Rüdiger Weimann, Robert C. Prätzler
Rz. 30
Stand: 6. A. – ET: 07/2024
Wer die MwStSystRL anwendet, muss sich – wie allgemein bei der Anwendung von Gemeinschaftsrecht – bewusst sein, dass ihr Inhalt nicht allein durch die deutsche Sprachfassung bestimmt werden kann. Nach ständiger EuGH-Rechtsprechung verbietet es die Notwendigkeit einer einheitlichen Auslegung des Gemeinschaftsrechts, eine Bestimmung für sich allein zu betrachten. Der Rechtsanwender ist vielmehr dazu gezwungen, die Bestimmung unter Berücksichtigung ihrer Fassungen in den anderen Amtssprachen auszulegen. So ist dem Umstand Rechnung zu tragen, dass die Vorschriften des Gemeinschaftsrechts in mehreren Sprachen abgefasst sind und dass die verschiedenen sprachlichen Fassungen gleichermaßen verbindlich sind. Die Auslegung einer gemeinschaftsrechtlichen Vorschrift erfordert somit einen Vergleich der sprachlichen Fassungen.
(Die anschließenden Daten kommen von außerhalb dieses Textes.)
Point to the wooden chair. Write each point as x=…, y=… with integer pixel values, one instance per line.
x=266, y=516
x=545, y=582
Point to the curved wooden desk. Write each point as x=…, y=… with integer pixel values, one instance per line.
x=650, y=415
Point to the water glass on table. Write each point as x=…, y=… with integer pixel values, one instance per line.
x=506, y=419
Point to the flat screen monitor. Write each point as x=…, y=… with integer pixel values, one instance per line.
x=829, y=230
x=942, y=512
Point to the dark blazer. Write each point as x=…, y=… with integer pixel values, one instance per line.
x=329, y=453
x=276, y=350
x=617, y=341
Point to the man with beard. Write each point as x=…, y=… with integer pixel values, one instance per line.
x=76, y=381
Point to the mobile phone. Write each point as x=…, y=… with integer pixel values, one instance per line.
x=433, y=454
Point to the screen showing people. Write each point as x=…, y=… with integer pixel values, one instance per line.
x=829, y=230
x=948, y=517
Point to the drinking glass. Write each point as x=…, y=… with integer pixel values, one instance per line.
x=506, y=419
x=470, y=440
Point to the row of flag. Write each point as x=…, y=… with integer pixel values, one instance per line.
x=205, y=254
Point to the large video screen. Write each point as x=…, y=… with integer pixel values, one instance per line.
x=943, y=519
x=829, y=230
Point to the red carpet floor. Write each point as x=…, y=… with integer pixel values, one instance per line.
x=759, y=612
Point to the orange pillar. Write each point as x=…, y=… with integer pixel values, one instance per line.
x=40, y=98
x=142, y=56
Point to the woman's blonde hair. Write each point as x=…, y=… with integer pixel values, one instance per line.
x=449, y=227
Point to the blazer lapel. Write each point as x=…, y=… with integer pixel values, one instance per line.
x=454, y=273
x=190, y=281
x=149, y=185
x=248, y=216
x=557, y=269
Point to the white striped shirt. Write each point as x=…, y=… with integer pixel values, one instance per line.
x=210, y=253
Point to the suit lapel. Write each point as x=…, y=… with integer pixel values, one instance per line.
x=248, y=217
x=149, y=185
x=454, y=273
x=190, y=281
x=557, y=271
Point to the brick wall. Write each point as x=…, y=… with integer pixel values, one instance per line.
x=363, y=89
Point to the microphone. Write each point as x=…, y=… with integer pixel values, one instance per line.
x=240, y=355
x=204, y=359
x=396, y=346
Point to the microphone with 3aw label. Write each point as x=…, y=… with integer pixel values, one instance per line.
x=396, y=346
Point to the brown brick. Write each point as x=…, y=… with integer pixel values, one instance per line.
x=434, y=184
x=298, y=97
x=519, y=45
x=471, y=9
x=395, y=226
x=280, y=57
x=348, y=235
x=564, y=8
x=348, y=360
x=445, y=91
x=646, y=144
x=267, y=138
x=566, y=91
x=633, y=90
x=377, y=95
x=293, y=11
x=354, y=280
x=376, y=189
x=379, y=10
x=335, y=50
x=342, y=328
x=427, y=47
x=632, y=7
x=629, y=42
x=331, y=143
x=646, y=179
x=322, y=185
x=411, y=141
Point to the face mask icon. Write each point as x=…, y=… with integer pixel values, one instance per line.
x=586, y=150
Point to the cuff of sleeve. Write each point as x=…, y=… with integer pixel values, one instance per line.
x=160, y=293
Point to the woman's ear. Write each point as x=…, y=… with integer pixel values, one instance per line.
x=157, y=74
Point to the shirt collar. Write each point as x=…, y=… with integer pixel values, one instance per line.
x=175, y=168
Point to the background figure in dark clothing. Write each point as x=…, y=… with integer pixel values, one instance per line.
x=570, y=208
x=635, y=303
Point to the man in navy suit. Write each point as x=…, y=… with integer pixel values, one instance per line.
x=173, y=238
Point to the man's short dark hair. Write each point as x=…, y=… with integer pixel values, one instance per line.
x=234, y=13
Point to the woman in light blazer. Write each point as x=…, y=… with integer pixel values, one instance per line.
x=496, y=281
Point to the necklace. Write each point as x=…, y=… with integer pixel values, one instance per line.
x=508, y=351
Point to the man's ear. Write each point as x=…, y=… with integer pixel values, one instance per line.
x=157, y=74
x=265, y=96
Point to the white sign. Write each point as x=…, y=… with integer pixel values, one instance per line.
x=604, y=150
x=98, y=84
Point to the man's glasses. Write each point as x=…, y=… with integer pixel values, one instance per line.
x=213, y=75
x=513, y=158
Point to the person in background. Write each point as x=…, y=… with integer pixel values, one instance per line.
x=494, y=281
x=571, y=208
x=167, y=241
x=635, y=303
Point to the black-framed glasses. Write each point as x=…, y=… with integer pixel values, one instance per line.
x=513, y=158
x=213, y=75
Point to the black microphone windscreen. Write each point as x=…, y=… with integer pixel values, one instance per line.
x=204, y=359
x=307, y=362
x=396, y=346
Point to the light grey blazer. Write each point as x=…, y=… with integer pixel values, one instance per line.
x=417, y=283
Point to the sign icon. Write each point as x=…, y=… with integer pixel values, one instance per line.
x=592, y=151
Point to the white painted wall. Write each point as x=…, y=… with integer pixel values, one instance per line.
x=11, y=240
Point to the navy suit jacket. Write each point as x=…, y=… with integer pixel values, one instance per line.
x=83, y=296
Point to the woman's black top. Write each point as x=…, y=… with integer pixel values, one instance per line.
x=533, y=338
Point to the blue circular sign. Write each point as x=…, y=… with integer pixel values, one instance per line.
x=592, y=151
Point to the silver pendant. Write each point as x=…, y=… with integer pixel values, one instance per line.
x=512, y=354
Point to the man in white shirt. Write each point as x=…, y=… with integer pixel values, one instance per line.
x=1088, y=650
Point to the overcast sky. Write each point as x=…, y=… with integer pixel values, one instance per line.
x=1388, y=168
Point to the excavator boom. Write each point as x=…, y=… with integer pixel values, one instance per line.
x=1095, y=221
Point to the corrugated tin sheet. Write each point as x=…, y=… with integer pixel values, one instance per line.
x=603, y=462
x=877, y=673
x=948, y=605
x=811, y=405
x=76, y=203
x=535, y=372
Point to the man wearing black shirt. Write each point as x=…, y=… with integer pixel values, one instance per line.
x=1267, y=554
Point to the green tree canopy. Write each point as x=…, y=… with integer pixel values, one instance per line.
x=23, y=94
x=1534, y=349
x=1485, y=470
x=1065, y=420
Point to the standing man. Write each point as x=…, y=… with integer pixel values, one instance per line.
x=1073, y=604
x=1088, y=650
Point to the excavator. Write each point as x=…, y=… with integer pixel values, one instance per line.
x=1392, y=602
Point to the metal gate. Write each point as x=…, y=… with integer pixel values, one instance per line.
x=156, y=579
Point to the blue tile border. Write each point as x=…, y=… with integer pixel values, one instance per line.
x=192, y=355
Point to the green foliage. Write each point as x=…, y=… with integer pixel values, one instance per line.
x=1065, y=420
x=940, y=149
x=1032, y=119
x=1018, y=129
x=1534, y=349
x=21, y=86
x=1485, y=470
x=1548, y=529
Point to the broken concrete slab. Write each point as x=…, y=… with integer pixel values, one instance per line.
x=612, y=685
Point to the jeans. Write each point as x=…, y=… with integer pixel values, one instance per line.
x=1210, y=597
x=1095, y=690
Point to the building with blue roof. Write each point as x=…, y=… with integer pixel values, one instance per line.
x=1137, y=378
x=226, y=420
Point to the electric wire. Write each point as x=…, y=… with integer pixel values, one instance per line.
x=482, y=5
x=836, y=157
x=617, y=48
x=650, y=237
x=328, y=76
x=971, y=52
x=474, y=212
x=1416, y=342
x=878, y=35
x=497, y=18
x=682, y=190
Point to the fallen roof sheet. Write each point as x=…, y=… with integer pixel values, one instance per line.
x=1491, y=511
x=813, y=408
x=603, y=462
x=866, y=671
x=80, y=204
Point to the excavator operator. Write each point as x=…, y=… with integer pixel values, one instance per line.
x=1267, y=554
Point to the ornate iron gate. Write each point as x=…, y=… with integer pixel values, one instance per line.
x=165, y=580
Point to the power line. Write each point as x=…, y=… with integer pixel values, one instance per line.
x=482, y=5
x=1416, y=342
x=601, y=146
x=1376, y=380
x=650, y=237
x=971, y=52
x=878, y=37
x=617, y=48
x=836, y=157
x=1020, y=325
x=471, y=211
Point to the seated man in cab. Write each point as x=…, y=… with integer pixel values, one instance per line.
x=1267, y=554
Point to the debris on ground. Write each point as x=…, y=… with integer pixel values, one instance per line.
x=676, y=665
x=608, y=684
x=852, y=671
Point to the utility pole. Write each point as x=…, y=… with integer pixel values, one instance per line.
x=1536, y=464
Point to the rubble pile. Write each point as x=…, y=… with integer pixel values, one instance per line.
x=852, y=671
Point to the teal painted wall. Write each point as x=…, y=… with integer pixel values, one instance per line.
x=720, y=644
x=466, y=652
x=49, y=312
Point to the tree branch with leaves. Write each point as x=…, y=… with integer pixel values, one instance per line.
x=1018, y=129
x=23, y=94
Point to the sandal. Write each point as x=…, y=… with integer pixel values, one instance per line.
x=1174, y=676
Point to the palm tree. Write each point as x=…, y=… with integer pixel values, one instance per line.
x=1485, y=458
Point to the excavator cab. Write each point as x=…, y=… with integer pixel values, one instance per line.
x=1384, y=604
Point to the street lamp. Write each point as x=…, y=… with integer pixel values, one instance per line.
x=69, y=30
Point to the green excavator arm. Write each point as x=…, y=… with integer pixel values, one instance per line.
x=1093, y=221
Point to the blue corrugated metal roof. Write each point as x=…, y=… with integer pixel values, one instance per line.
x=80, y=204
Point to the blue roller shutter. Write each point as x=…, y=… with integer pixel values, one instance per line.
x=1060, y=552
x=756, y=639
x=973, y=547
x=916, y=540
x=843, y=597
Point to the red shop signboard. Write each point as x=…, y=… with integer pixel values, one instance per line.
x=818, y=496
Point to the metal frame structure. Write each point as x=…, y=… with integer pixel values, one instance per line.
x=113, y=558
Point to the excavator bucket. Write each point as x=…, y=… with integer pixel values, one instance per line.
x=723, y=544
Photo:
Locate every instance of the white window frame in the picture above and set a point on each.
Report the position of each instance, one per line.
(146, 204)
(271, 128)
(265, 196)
Dabei erscheint die Beschränkung auf drei (etwa die deutsche, englische und französische) Fassungen ausreichend; es ist kaum vorstellbar, dass ein aus diesen Sprachfassungen gewonnenes Auslegungsergebnis durch die derzeit zusätzlich geltenden 20 Sprachfassungen noch in Zweifel gezogen werden kann (Lohse/Peltner, 2007, Einführung, Anm. 28.; Weimann, UStB 2007, 301).
Rz. 31
Stand: 6. A. – ET: 07/2024
Der Gemeinschaftsgesetzgeber hat der Verbindlichkeit aller Sprachfassungen bei der Neukodifizierung Rechnung getragen und in einzelnen Sprachfassungen zweifelhafte Formulierungen der 6. EG-RL an die übrigen Sprachfassungen angeglichen. Die deutsche Sprachfassung ist insofern davon betroffen, dass die in Art. 13 Teil A Abs. 1 Buchst. a der 6. EG-RL von der Steuerbefreiung der Post ausgenommenen Dienstleistungen des "Fernmeldewesens" in Art. 13 Teil A Abs. 1 Buchst. a der 6. EG-RL als "Telekommunikationsdienstleistungen" bezeichnet werden. In Abschnitt 4.4.1.4 der Neufassungsbegründung hat die Kommission dazu folgende Erklärung gegeben: "Aus Gründen der Übereinstimmung mit den anderen Sprachversionen muss überall der gleiche Ausdruck verwendet werden." Da der Telekommunikationsbegriff auch "ansonsten verwendet wird", sei er zur gegenseitigen Angleichung "am besten geeignet". Der Umfang der in § 4 Nr. 11b UStG befreiten Postdienstleistungen wird dadurch nicht berührt (Lohse/Peltner, 2007, Einführung, Anm. 28.; Weimann, UStB 2007, 301).